Fundamentally, conservationists agree that the root cause is changes in the quality and quantity of habitat.
- NARRATOR: Interest in restoring this vanishing native habitat has brought conservation groups and private landowners together, at the Attwater Prairie Chicken National Wildlife Refuge.
- Nice to meet you guys, I'm Robert.
- It's real exciting to see this group of folks and private landowners just come together for a common cause.
[prairie chicken booms] Both of these birds as well as other grassland bird species require this prairie habitat.
- NARRATOR: Prairie grasses provide shelter, seeds and insects for birds, but that's not all.
- This is a sample of a native grass.
This plant contributes to the health of the land.
This is the way you conserve moisture.
Man has come in and ripped out a lot of this native grass and planted what we call improved grasses, which is really not improved, they're invasive species, like Bermuda grass, and Bahia grass, and they don't give back to the soil.
They take from the soil.
- NARRATOR: To restore native grasses where they have been lost, seed is harvested from a tall grass prairie at the Attwater Refuge.
[tractor running] - JIM: Well obviously the best seed to have is to have local ecotypes.
Because if it grows here, it's going to grow down the road.
Out here it's little bluestem that's your target plant.
We found out that we couldn't do it alone.
To have more birds, you had to have connectivity.
You had to have one ranch attached to another to another.
And now we're working with landowners that represent around 30,000 acres, and about 10 counties.
[harvester dumps seed] - We know from years and years of research, and it's a very well-researched bird, we know that habitat's the key.

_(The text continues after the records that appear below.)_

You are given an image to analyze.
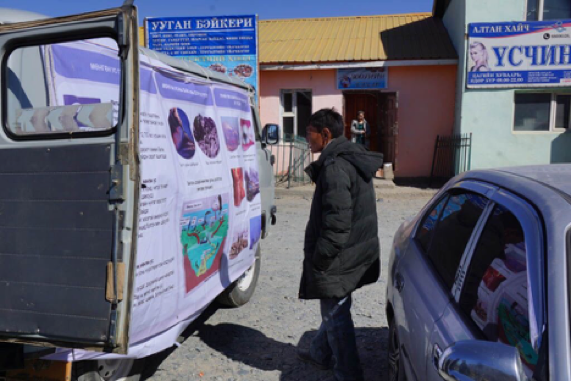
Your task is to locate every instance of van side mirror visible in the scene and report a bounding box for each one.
[438,340,530,381]
[262,124,280,145]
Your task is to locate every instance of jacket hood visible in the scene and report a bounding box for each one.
[305,136,383,182]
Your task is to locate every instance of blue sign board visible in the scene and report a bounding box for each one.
[337,67,388,90]
[145,15,258,96]
[466,20,571,88]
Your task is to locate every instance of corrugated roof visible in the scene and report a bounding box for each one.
[139,13,458,64]
[259,13,458,64]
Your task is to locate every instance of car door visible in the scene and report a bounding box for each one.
[0,6,139,352]
[393,182,493,380]
[426,191,545,381]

- NARRATOR: And as habitat is improved, through native grass seeding as well as managed grazing and prescribed fire, not just bobwhite benefit.
[birds call] - JON: In general, grassland birds in North America have been declining over the past 50 years or so and it's because of loss of large scale habitat in big landscapes.
We can produce quail, we can produce habitat that makes more birds.
We just need more of it.
- NARRATOR: In the South Texas brush country, a different kind of quail needs some habitat help-the scaled, or blue quail.
- ERIC GRAHMANN: Scaled quail have declined at about five percent per year in South Texas for the last 20 years.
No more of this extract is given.